Lately I am thinking of contingency.
Standing in her office, my editor reminded me that writing is a job just as ditch-digging is. The ditch must be dug. Must not also the writing be written?
She is right, of course. The ditch-digger goes to work and digs her ditch; so must the writer go to work and write her pages.
But, I think (my mind swelling with contingencies), must the ditch be dug in all weathers? And are not the graduation of a son/the marriage of another/the departure for six months of the former all grounds for writing’s suspension? What writing wants–I tell myself, I tell her (who is herself a writer and also not present during this rationalization)–what writing wants is level emotional space in which to write. One wants peace and quiet and non-upheaval, all of which (lately) have been difficult to come by.
My parents were here for over a week.
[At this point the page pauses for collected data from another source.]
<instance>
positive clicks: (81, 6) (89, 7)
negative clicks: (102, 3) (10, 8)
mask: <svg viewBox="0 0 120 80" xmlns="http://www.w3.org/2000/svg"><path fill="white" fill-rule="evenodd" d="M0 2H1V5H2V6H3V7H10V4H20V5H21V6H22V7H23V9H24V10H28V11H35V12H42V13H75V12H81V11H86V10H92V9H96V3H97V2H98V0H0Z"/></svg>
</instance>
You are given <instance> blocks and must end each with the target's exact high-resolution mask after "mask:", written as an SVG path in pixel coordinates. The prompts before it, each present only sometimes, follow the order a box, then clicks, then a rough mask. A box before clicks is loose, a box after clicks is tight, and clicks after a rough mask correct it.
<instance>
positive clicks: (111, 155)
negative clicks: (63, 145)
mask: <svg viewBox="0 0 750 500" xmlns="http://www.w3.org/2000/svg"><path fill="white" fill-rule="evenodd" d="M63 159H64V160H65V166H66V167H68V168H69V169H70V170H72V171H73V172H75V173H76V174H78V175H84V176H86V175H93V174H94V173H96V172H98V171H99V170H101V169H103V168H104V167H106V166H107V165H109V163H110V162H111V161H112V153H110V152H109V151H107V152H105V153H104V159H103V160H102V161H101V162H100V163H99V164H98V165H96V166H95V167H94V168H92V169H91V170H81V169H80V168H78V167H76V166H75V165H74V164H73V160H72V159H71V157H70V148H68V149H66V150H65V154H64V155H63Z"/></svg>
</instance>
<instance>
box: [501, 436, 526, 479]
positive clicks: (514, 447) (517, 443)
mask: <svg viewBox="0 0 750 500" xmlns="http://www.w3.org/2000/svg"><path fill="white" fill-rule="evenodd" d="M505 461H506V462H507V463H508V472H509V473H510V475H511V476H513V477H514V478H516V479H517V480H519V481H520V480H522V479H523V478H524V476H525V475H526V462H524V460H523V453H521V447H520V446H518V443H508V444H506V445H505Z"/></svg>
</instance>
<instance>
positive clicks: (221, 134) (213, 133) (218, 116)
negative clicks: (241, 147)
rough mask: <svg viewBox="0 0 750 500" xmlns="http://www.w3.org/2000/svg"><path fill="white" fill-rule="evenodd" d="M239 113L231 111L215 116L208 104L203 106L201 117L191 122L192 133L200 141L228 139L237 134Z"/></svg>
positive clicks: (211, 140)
They came, along with a beloved aunt, for Thanksgiving, and so for a time we were back to our usual number (+1) in this sweet little house.
We went for walks, we played games, we ate great food, we talked. And around the edges my father removed and stored all our window-screens for the winter. He replaced light switches and repaired a broken lamp and rescued two computer chargers that had been almost too thoroughly chewed by a certain rabbit (I’m not naming names). My mother finished my mending (languishing since time out of mind at the foot of my bed) and did all the laundry and cleaned up the kitchen most days before I could get to it myself.
I did not do any writing, and I do not feel bad about that in the least. Neither–if she knew–would my editor.
Yesterday’s loneliness was contingent on all of this. Emma had gone back to school, Bill was away, and our beloved guests had gone home. The dog, two cats, and offending rabbit, while present, offered little comfort.
I might have gotten some writing done. Indeed, my days’ contents are contingent on the demands of my work–except that yesterday my car needed repair.
And so for a while yesterday morning, my well-being was entirely contingent on the sanity and tow-truck-driving skill of a boy-man named Seth with a ZZ Top beard on his chin and a three-year-old son at home; and our comfort throughout the thirty minute drive depended on our ability to make decent conversation or for me, on the other hand, to stare out the window or immerse myself in my phone.
Everything hinges on everything else. Or, better said, everything hinges on something.
Refrigerator space is contingent on our finishing the leftovers.
A flushing toilet is contingent on good plumbing.
My happiness is contingent on the well-being of a very specific group of others–including my parents, who yesterday and again today are traveling north; and my husband, who yesterday was traveling south; my daughter, who is mere miles away at school; my daughter-in-law, who is gift and delight; and my sons, one of whom is currently residing on a island in the Pacific.
Seth earned his commercial driver’s license because another job fell through and he needed work. Currently, he has a class B license, which allows him to drive vehicles weighing 26,001 pounds or heavier. As we pulled onto the highway, we watched the rear wheels of a tractor trailer smoke, stutter, and come to a stop. He explained that the brakes had locked up, and for a time our conversation was of brakes and how they operate, and I told him that I have a real fear of rear-ending someone, so I always keep a gap between me and the car in front of mine.
He said that a tractor-trailer traveling at full speed requires the length of two football fields and then some to come to a complete stop.
This is true, of course, contingent on the weight of whatever it is the tractor-trailer is hauling.
So much can change so fast.
My mood is often contingent on what I have to do or what I can get done or some strange ratio between the two.
Yesterday my mood was contingent on the departure of my guests, the sudden quiet of my house, and the marks–everywhere–of my parents having been here: the newspaper my dad brought home from McDonald’s. My mother’s Sudoku book. The light coming through all the windows brighter, because my father had removed all the screens.
When they are here, everything I do seems more efficient, because they are so willing to do the difficult or menial things. They leave and the house looks basically the same, but in fact it is much improved.
Yesterday I sat at my kitchen table and noticed, for the first time this fall, pale sunlight irradiating the finest limbs of the maple trees that line my backyard–a beauty contingent on the cold and the leaves having fallen, contingent on the earth’s continued jaunt around the sun.
The last time these trees were bare–sometime in March, I think–we were still five people living in this house. But this change doesn’t make me sad as I once feared it would–and that is contingent on wisdom, for which I am grateful.
My parents left at 8 a.m., only minutes before Emma left for school, and it wasn’t until some time after they’d left that I realized I’d forgotten to wish them a Happy Anniversary. Yesterday was their 52nd.
We make our own decisions, live our own lives, but yesterday I was thinking that so much of my life is contingent on my parents’ commitment to God and to each other, which for them is, in a way, one and the same thing.
They practice what they’ve always told me: that you’ll find only One consistent in a world of contingencies–and that even this One sometimes only seems consistent because you yourself insist on believing he is.
I think sometimes we want him to leave us a note or send a visitation, but he has other ways. He doesn’t always tell us that he Is so much as he spreads scarred hands wide each morning and brings the sun up.
The sunrise contingent on his goodness, and all goodness contingent on him who is Always Good.